30 July 2025
What the Qantas data breach teaches us about privacy culture
In summary
- Most businesses think data privacy is a compliance problem. But that’s only part of it. Your company culture needs to revolve around this.
- And if Qantas can get breached, with best-in-class tech and monitoring, the rest of us need to rethink how we protect customer data.
- Here’s what that means for your team, your processes, and your performance.
The breach that should change how you think
Qantas is one of the most trusted brands in Australia. It also has some of the most sophisticated cybersecurity systems in the country, from real-time threat monitoring to dedicated incident response teams.
And yet, in July 2025, the airline confirmed a data breach that exposed customers’ full names, dates of birth and frequent flyer information. It happened despite having the right infrastructure in place.
By adopting a culture of privacy reliance on technology becomes an integral inclusion to the team that is operating around it.
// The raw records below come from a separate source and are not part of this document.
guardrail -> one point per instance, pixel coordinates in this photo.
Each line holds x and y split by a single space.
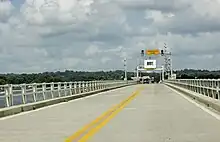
12 95
206 87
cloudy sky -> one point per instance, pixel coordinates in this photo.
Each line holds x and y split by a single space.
51 35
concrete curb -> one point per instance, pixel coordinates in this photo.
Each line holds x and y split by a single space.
209 102
32 106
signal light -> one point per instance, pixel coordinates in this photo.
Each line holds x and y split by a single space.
142 52
162 52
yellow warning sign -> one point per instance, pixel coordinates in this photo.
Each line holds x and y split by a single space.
153 52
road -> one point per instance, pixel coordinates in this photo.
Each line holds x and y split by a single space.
143 113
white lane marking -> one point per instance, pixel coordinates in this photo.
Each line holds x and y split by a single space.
55 105
217 116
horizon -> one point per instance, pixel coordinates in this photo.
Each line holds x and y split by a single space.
39 36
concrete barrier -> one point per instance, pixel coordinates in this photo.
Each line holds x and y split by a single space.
209 102
32 106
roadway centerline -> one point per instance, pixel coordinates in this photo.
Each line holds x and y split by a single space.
90 129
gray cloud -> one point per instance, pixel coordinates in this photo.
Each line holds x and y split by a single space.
97 35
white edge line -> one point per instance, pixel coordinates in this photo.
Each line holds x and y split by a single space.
55 105
217 116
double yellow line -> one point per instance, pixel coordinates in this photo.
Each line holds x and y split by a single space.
90 129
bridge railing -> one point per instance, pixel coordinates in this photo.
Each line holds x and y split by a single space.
11 95
207 87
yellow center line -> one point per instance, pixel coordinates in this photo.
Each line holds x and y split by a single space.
90 129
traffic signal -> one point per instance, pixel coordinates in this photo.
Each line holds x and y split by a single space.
142 52
162 52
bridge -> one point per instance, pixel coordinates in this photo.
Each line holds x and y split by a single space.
111 111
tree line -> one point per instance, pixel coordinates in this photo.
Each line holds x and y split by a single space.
65 76
68 76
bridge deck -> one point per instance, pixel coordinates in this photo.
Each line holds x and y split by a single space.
156 114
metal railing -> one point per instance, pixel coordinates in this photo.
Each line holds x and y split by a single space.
11 95
206 87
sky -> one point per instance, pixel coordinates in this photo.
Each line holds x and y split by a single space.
90 35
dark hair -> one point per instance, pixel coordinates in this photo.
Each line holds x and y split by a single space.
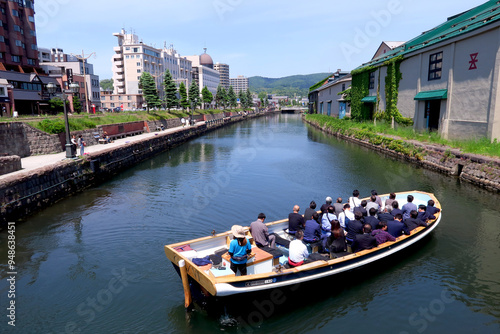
337 231
358 215
367 228
381 224
242 241
315 216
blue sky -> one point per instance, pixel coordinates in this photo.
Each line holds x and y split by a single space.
266 38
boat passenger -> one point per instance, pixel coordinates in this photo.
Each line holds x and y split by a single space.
354 201
396 209
354 227
362 208
365 240
413 222
381 233
431 210
298 253
336 241
239 249
388 202
261 234
310 210
312 230
326 221
372 204
295 221
339 207
325 206
396 227
372 219
346 216
408 207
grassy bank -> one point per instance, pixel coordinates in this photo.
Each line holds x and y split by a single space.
382 134
55 124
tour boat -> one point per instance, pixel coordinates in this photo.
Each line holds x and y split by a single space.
267 270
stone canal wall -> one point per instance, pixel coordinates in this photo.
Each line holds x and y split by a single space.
25 194
479 170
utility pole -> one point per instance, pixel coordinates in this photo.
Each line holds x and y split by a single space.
83 59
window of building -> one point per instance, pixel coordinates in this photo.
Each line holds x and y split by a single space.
435 66
372 80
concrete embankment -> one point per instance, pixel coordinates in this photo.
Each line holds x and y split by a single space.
479 170
26 192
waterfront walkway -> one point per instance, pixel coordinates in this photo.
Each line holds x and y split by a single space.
39 161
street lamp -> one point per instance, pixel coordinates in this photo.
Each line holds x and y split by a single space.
74 88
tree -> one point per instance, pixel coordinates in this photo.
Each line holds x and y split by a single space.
183 93
194 95
207 96
170 88
77 105
220 96
106 84
249 99
243 99
231 97
149 91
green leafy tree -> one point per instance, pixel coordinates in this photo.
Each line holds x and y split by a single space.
77 105
231 97
220 96
243 99
170 88
183 93
149 91
207 95
249 99
194 95
106 84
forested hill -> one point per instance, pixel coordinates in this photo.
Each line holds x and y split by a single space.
291 85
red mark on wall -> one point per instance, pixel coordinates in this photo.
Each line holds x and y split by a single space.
473 61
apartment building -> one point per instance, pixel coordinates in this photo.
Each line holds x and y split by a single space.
239 83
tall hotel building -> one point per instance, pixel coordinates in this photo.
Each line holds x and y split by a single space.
224 74
239 83
132 57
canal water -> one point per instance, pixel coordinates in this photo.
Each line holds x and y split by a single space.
94 263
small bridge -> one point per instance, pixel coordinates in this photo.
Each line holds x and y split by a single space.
292 110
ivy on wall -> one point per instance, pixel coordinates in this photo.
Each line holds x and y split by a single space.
360 89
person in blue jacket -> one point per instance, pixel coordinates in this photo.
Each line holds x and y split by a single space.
239 249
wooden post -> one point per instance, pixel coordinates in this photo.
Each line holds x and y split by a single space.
185 284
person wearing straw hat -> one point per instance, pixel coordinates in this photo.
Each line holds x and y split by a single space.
239 249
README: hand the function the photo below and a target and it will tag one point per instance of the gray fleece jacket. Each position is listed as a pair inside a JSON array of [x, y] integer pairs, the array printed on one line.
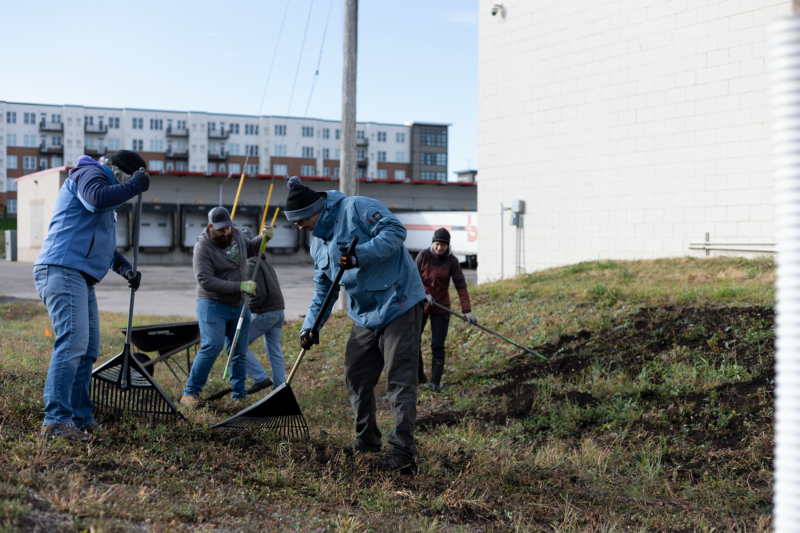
[[218, 277]]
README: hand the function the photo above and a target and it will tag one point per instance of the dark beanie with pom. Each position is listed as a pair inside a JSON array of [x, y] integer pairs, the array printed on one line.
[[302, 202]]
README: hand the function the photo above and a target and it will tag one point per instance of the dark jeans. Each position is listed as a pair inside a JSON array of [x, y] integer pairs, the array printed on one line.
[[440, 323], [396, 348]]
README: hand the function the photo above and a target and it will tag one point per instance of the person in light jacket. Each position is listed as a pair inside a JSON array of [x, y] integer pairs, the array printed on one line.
[[385, 296], [79, 250], [437, 266]]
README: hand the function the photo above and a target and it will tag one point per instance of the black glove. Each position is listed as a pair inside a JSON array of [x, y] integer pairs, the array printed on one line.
[[133, 281], [143, 177], [307, 340], [348, 261]]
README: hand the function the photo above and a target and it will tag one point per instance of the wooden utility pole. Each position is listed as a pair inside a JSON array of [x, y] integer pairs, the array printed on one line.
[[347, 163]]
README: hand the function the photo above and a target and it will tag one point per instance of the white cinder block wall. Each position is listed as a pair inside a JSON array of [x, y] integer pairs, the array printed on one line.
[[630, 127]]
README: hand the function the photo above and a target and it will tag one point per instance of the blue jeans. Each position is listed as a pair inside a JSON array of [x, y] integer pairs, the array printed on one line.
[[217, 328], [72, 307], [269, 325]]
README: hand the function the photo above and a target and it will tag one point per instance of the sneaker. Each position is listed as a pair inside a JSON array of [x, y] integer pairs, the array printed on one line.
[[190, 401], [395, 463], [90, 427], [350, 450], [65, 431], [259, 386]]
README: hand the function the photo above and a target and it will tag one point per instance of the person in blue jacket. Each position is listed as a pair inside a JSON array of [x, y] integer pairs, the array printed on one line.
[[79, 249], [385, 295]]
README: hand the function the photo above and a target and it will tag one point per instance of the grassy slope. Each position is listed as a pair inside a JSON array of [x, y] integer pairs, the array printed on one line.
[[659, 418]]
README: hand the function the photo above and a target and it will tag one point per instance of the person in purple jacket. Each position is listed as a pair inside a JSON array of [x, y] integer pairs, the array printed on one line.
[[79, 250]]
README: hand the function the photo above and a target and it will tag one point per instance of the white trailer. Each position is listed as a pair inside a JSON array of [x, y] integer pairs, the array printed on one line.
[[462, 225]]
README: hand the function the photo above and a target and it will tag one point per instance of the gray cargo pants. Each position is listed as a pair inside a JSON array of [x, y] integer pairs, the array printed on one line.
[[395, 347]]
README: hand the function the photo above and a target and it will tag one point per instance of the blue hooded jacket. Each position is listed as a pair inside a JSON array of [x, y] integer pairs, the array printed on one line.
[[82, 232], [386, 283]]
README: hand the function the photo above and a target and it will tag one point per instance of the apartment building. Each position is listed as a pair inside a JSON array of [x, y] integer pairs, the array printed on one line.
[[35, 137]]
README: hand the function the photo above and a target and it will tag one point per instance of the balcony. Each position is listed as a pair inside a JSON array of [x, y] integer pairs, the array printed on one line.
[[222, 133], [172, 154], [44, 148], [91, 128], [222, 155], [50, 126], [177, 132]]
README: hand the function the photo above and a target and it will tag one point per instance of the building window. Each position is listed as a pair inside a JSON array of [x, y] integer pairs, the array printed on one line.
[[433, 137]]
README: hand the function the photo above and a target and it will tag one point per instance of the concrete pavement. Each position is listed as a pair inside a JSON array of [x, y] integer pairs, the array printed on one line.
[[168, 290]]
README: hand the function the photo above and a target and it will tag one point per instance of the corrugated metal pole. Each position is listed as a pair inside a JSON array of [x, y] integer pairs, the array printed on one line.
[[347, 163]]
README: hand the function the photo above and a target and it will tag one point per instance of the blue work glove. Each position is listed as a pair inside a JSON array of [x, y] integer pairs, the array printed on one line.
[[133, 281], [348, 261], [307, 340], [143, 177]]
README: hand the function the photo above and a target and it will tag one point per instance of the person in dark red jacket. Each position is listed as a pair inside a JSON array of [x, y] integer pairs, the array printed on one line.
[[437, 265]]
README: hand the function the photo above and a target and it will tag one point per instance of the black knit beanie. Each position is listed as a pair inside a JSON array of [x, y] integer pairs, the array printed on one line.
[[128, 161], [302, 202], [441, 235]]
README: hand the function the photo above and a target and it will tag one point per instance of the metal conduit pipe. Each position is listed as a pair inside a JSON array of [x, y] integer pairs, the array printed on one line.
[[785, 66]]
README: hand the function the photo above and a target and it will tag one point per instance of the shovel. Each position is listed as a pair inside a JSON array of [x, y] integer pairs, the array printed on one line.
[[279, 411], [496, 334]]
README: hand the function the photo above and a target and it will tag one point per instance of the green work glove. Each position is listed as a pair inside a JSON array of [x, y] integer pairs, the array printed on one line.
[[269, 232], [249, 287]]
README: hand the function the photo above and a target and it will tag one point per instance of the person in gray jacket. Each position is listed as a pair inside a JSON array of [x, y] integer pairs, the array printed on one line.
[[267, 317], [221, 275]]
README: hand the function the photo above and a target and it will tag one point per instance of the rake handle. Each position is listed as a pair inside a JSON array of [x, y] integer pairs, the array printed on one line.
[[321, 315], [487, 330]]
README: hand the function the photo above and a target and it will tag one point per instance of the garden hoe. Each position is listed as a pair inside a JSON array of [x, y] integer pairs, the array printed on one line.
[[122, 385], [496, 334], [279, 411]]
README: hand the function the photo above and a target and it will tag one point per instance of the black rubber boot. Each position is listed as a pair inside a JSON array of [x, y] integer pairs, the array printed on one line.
[[437, 369]]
Legal and compliance become a security gate protected by a well armed team of keepers that are aligned in the same language and goals.
Culture is your last line of defence
We’re in a new era of accountability. The OAIC and Attorney-General’s office have made it clear: privacy compliance is no longer enough.
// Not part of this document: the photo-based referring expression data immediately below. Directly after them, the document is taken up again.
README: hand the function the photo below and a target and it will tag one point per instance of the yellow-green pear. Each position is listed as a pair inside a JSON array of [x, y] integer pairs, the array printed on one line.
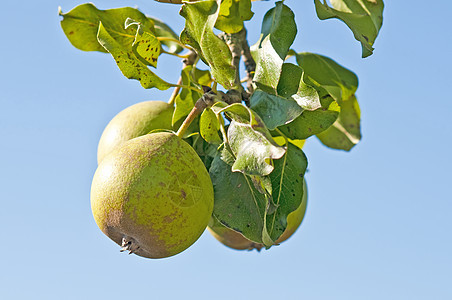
[[236, 240], [132, 122], [152, 195]]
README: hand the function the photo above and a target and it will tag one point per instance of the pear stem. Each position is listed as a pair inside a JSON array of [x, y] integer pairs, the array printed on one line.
[[206, 100]]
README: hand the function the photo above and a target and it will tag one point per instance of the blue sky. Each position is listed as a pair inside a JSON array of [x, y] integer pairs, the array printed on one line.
[[379, 218]]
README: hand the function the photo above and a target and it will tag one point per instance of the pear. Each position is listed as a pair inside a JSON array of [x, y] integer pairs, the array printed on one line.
[[152, 195], [236, 240], [132, 122]]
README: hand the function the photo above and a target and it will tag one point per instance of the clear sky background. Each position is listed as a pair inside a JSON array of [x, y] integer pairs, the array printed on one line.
[[379, 218]]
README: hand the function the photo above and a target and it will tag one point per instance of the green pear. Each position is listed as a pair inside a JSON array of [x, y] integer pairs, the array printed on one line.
[[134, 121], [152, 195], [236, 240]]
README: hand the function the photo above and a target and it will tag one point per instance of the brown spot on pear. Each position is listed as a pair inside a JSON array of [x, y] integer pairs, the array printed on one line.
[[136, 195], [134, 121], [236, 240]]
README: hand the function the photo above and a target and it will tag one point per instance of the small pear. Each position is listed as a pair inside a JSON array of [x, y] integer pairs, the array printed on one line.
[[134, 121], [152, 195]]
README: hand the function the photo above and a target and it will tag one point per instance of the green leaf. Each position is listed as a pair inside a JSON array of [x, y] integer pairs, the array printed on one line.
[[345, 133], [163, 30], [274, 110], [232, 15], [312, 122], [206, 151], [185, 101], [128, 63], [363, 17], [238, 204], [277, 34], [209, 127], [198, 32], [287, 185], [282, 141], [250, 141], [325, 73], [292, 85], [254, 151], [146, 46], [81, 26]]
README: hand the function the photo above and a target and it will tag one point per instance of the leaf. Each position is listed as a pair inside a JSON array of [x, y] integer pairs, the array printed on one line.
[[163, 30], [325, 73], [250, 141], [282, 141], [345, 133], [146, 46], [292, 85], [128, 63], [209, 127], [287, 185], [206, 151], [363, 17], [81, 26], [277, 34], [253, 150], [232, 15], [312, 122], [187, 98], [274, 110], [238, 204], [198, 32]]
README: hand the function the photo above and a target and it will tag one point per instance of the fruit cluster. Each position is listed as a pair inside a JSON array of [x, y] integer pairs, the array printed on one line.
[[151, 192]]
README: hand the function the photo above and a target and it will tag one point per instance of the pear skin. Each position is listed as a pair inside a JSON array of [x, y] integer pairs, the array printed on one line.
[[134, 121], [152, 195]]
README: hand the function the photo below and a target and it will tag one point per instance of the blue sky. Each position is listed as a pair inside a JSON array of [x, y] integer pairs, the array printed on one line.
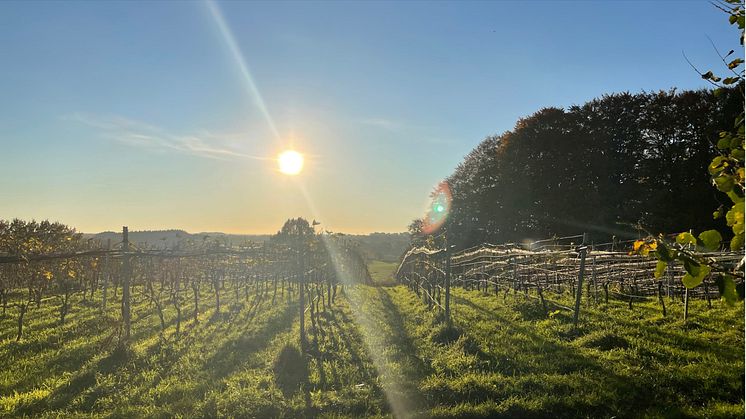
[[139, 114]]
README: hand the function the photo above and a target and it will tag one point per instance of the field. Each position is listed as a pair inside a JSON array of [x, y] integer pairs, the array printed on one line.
[[378, 351]]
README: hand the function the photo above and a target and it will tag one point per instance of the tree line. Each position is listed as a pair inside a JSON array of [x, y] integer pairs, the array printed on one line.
[[608, 167]]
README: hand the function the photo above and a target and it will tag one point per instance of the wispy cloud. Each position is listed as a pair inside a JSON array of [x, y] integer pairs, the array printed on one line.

Regulators are no longer satisfied with checklists or policies filed away in a drawer. They want to see privacy in action, how your teams actually behave, make decisions, and manage risk in the real world.
That means organisations need more than just technical expertise. You need culture, process, and education woven into every layer of your business.
Do your teams understand the difference between de-identified and anonymous data? Do they know what personal information is being collected, where it’s going, and who has access?
According to the International Association of Privacy Professionals (IAPP), a privacy-respecting organisation isn’t one that simply meets obligations, it’s one where people, across every function, know how to make privacy-first decisions every day.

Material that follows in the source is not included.